Head football coach Bill Maskill said it’ll make it a lot easier being on campus so they can be on Midwestern’s internet and won’t have to face problems such as internet crashes any longer keeping them from receiving important things such as video footage.
“Whatever our speed here is a hundred times faster on campus,” Maskill said.
The idea for the new location Owen said is to redo that western building and it’s primarily cosmetic. They didn’t add any walls but had to replace all the internal door frames because they were less than 32 inches to be ADA complaint as well as having to raise all the light sockets until they were 18 inches off the floor. It will have plain walls and carpet floor and the restrooms will be one-holers now instead of being two or three occupants because they widened the door.
“It’s not Utopia but it’s better than what we’ve got,” Maskill said. “Coaches will have real offices. We’ll have real meeting rooms instead of bedrooms, instead of dining rooms, instead of kitchens.”
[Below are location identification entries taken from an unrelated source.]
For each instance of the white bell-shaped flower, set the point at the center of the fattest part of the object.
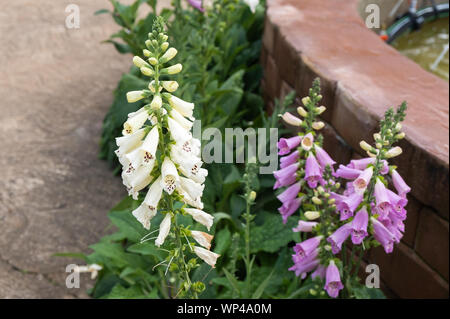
(195, 190)
(144, 214)
(185, 108)
(202, 238)
(201, 217)
(134, 123)
(207, 256)
(185, 123)
(177, 132)
(154, 195)
(170, 178)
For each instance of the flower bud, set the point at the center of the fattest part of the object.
(169, 55)
(320, 109)
(135, 96)
(312, 215)
(316, 200)
(156, 102)
(164, 46)
(400, 136)
(306, 100)
(393, 152)
(139, 62)
(170, 86)
(302, 112)
(377, 136)
(147, 71)
(318, 125)
(146, 53)
(174, 69)
(365, 146)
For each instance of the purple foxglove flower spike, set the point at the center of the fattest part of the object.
(347, 173)
(290, 193)
(197, 4)
(399, 184)
(333, 282)
(349, 189)
(304, 226)
(286, 176)
(302, 268)
(306, 247)
(285, 145)
(364, 162)
(383, 235)
(381, 197)
(319, 272)
(360, 184)
(359, 226)
(307, 142)
(348, 205)
(323, 158)
(397, 202)
(289, 159)
(313, 174)
(290, 208)
(338, 237)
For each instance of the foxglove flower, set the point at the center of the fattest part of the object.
(285, 145)
(304, 226)
(359, 226)
(323, 158)
(313, 173)
(164, 229)
(333, 280)
(399, 184)
(338, 237)
(348, 205)
(207, 256)
(289, 159)
(362, 181)
(201, 217)
(383, 235)
(202, 238)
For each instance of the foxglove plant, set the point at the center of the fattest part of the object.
(158, 150)
(365, 211)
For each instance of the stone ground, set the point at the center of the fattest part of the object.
(56, 85)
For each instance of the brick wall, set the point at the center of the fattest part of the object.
(362, 76)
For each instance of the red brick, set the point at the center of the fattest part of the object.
(432, 241)
(351, 120)
(407, 275)
(411, 222)
(269, 36)
(288, 59)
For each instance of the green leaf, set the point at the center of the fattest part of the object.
(272, 235)
(260, 290)
(232, 280)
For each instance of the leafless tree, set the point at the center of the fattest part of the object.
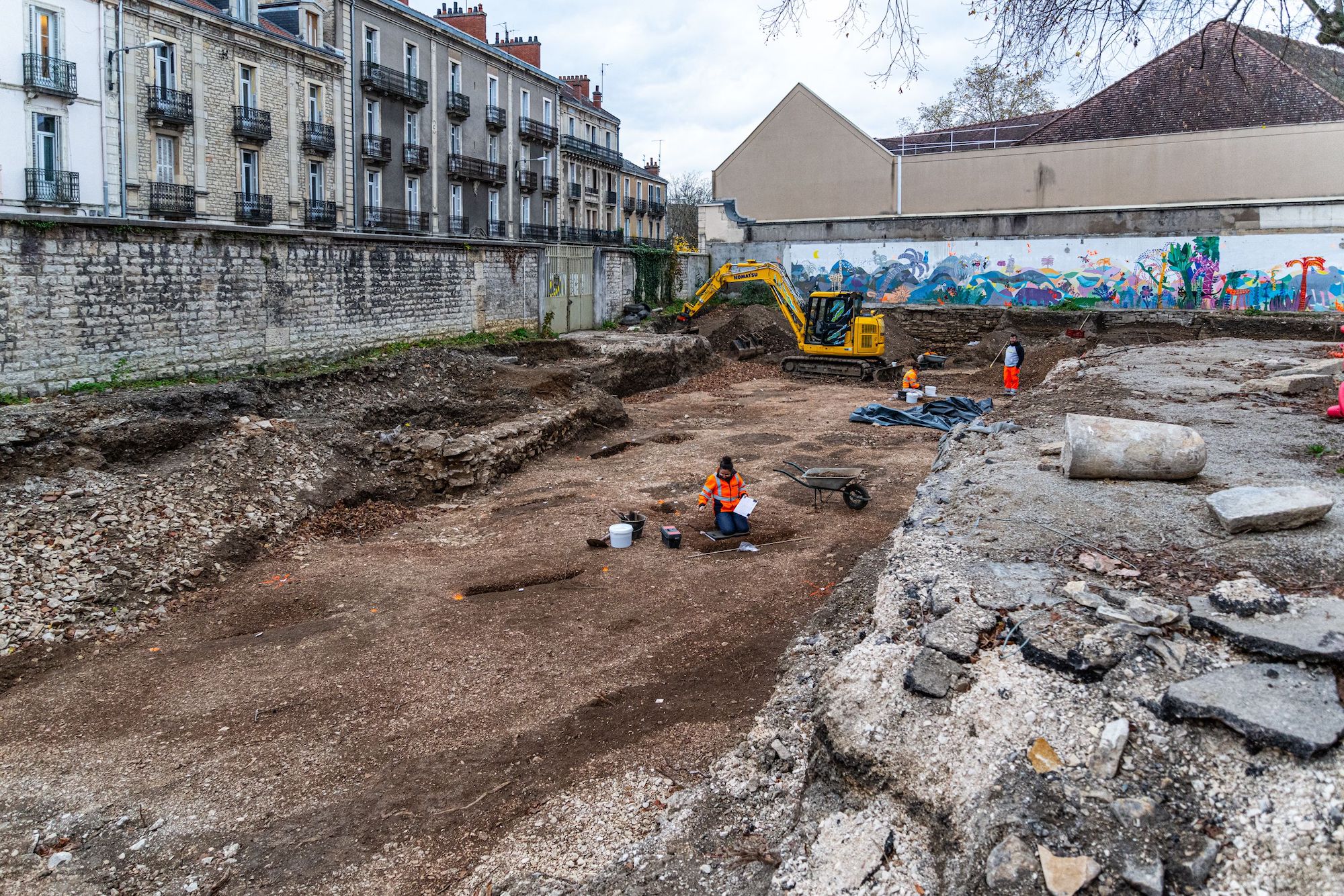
(686, 191)
(1087, 34)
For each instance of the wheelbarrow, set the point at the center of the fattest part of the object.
(846, 480)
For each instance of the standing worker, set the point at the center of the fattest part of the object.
(726, 488)
(1014, 357)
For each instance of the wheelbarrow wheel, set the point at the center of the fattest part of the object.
(855, 496)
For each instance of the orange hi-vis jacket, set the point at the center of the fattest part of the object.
(726, 494)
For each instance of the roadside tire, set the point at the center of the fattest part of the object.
(855, 498)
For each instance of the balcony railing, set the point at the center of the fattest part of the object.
(491, 173)
(52, 76)
(169, 107)
(593, 236)
(397, 221)
(541, 232)
(416, 156)
(252, 124)
(526, 178)
(459, 105)
(53, 187)
(319, 138)
(394, 84)
(537, 132)
(377, 148)
(173, 201)
(253, 209)
(591, 150)
(319, 213)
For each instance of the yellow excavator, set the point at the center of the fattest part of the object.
(834, 337)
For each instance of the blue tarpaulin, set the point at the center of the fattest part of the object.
(937, 416)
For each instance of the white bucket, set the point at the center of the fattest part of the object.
(623, 534)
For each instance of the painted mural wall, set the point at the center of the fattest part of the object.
(1265, 272)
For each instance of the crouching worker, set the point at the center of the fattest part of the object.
(725, 488)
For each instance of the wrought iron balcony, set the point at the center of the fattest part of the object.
(50, 76)
(591, 150)
(377, 148)
(537, 132)
(394, 84)
(526, 178)
(319, 213)
(252, 124)
(396, 221)
(490, 173)
(173, 201)
(253, 209)
(53, 187)
(169, 107)
(459, 105)
(319, 138)
(415, 156)
(541, 232)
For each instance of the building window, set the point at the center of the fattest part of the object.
(317, 182)
(166, 159)
(370, 45)
(315, 103)
(166, 66)
(247, 87)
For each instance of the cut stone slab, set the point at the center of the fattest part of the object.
(1247, 597)
(1314, 631)
(1269, 705)
(1109, 448)
(1290, 384)
(1257, 508)
(932, 674)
Owen said we could have redone those old houses for less money than what they are spending on this new project.
“I think we could have, but they’ve got marker boards going over entrances,” He said. “It’s just a bad situation. They’ve done a great job with what they’ve got. Don’t get me wrong, they’ve been creative, but it can only go so far.”
Unsure if it will help recruitment, Owen said more importantly it will help employees.
“Honestly, I think it’s more what we owe to the people who are our employees. They deserve better than what they’ve been living with,” he said.
The secretary for the football program, Nancy Halvorsen, is using the kitchen of one of the houses as her office space.
“The space we have now would be adequate if we had storage,” she said. “It’s not that it’s bad it’s just not laid out well.”
Halvorsen said the extra space they will have available to them in the West Annex will be a lot better.
The planned health science building will also include an athletic training facility which Owen said football could move into, freeing up the West Annex for someone else.
“When we build this health science addition, part of that is to do something with the athletic training and such, so then football can move over there,” Owen said. “So ideally, in four or five years we can move somebody else into that space with minimal changeover.”
Bob • Nov 13, 2014 at 12:29 PM
Should have never bought those houses to begin with. Leaving them in there that long is just an excuse to justify it and save somebody’s job.